O avanço do sargaço nas praias do Caribe, por anos visto como um problema ambiental e turístico, começa a ganhar um novo destino.
Em Yucatán, no México, a alga passou a ser tratada como matéria-prima de uma cadeia produtiva em construção.
A proposta busca transformar a retirada constante do material em um processo industrial capaz de gerar produtos de alto valor, com foco no agronegócio.
De resíduo a insumo para o campo
Instalada no parque científico e tecnológico de Yucatán, a iniciativa é resultado de oito anos de pesquisa. O projeto converte o sargaço em fertilizante mineral orgânico e outros bioprodutos.

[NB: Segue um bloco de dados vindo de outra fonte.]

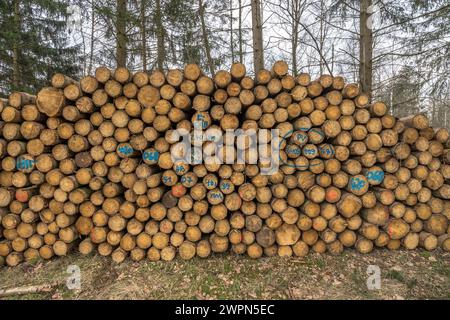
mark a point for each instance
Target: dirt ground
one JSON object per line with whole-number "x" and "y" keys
{"x": 404, "y": 275}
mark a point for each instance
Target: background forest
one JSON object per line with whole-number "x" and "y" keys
{"x": 399, "y": 50}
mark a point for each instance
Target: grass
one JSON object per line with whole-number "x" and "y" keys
{"x": 404, "y": 275}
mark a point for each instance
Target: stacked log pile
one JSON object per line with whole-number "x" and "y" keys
{"x": 88, "y": 165}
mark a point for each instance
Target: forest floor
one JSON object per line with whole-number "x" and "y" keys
{"x": 404, "y": 275}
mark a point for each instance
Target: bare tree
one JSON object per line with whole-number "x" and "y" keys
{"x": 121, "y": 24}
{"x": 365, "y": 46}
{"x": 258, "y": 52}
{"x": 201, "y": 12}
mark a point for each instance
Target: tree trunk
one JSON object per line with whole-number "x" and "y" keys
{"x": 258, "y": 53}
{"x": 201, "y": 11}
{"x": 159, "y": 36}
{"x": 241, "y": 58}
{"x": 16, "y": 46}
{"x": 143, "y": 36}
{"x": 91, "y": 54}
{"x": 121, "y": 53}
{"x": 365, "y": 46}
{"x": 231, "y": 31}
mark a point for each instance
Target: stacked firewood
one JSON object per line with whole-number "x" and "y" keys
{"x": 98, "y": 165}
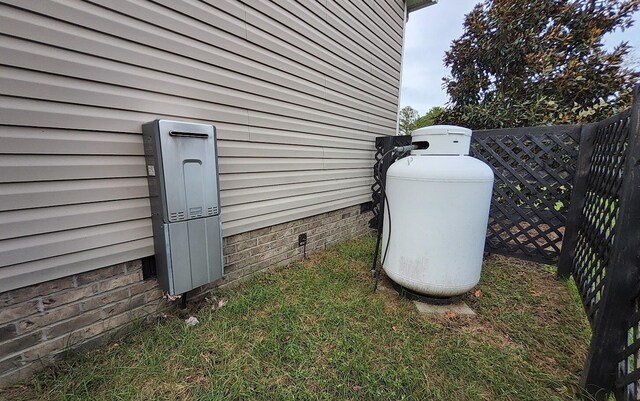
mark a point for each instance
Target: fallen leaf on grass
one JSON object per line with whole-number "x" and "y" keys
{"x": 170, "y": 297}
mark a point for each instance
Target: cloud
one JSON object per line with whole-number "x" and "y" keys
{"x": 429, "y": 33}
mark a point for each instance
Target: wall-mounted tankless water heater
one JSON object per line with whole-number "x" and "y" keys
{"x": 182, "y": 171}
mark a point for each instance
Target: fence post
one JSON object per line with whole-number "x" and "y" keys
{"x": 570, "y": 238}
{"x": 621, "y": 282}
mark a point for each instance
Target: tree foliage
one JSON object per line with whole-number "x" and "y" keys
{"x": 533, "y": 62}
{"x": 408, "y": 116}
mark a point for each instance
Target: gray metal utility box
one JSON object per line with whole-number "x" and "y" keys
{"x": 182, "y": 170}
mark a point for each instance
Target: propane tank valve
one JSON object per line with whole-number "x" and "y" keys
{"x": 402, "y": 149}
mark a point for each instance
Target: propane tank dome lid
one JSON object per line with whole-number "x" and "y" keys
{"x": 422, "y": 134}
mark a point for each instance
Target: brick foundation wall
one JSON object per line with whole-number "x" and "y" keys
{"x": 39, "y": 323}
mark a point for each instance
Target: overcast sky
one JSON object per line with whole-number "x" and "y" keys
{"x": 429, "y": 34}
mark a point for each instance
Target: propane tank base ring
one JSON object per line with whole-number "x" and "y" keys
{"x": 414, "y": 296}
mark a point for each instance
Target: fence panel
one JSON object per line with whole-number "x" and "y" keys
{"x": 534, "y": 169}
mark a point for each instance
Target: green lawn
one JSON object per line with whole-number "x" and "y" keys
{"x": 314, "y": 330}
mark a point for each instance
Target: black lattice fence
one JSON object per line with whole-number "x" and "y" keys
{"x": 534, "y": 169}
{"x": 602, "y": 251}
{"x": 587, "y": 179}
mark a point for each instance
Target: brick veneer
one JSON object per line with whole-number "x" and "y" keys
{"x": 39, "y": 323}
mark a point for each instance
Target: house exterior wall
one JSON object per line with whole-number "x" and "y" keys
{"x": 297, "y": 91}
{"x": 39, "y": 323}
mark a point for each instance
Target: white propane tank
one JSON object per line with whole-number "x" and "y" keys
{"x": 439, "y": 200}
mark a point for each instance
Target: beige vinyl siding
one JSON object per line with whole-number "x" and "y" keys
{"x": 298, "y": 91}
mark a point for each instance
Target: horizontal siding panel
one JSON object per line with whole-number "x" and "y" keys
{"x": 391, "y": 13}
{"x": 258, "y": 36}
{"x": 25, "y": 274}
{"x": 25, "y": 222}
{"x": 19, "y": 168}
{"x": 279, "y": 25}
{"x": 365, "y": 21}
{"x": 344, "y": 19}
{"x": 286, "y": 123}
{"x": 378, "y": 18}
{"x": 158, "y": 35}
{"x": 253, "y": 149}
{"x": 47, "y": 87}
{"x": 395, "y": 5}
{"x": 298, "y": 92}
{"x": 24, "y": 54}
{"x": 249, "y": 149}
{"x": 313, "y": 14}
{"x": 247, "y": 195}
{"x": 40, "y": 113}
{"x": 267, "y": 135}
{"x": 331, "y": 164}
{"x": 256, "y": 222}
{"x": 26, "y": 195}
{"x": 258, "y": 164}
{"x": 345, "y": 60}
{"x": 343, "y": 33}
{"x": 171, "y": 52}
{"x": 25, "y": 249}
{"x": 110, "y": 72}
{"x": 54, "y": 141}
{"x": 261, "y": 179}
{"x": 245, "y": 210}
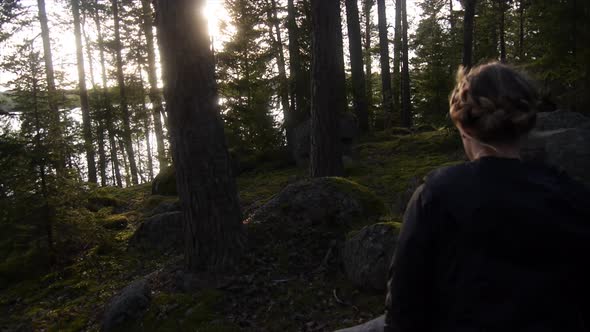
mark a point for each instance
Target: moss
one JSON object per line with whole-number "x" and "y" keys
{"x": 182, "y": 312}
{"x": 373, "y": 206}
{"x": 116, "y": 222}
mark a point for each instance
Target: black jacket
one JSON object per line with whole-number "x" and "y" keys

O processo envolve biodigestores e o uso de microrganismos, além de etapas como maceração e aplicação de enzimas, que modificam a biomassa e a tornam adequada para uso agrícola.
A operação também utiliza energia solar, reforçando a proposta de sustentabilidade.
Desafio ambiental vira oportunidade econômica
O acúmulo frequente da alga nas praias exige limpeza constante e gera custos elevados. Esse cenário abriu espaço para uma nova lógica: transformar o volume recorrente em base para produção industrial.
A empresa responsável afirma que o fertilizante pode elevar a produtividade agrícola em até 27%, embora o resultado dependa de fatores como solo, cultura e manejo.
O projeto também se insere na estratégia de inovação de Yucatán, que busca fortalecer sua competitividade ao conectar pesquisa, indústria e solução ambiental.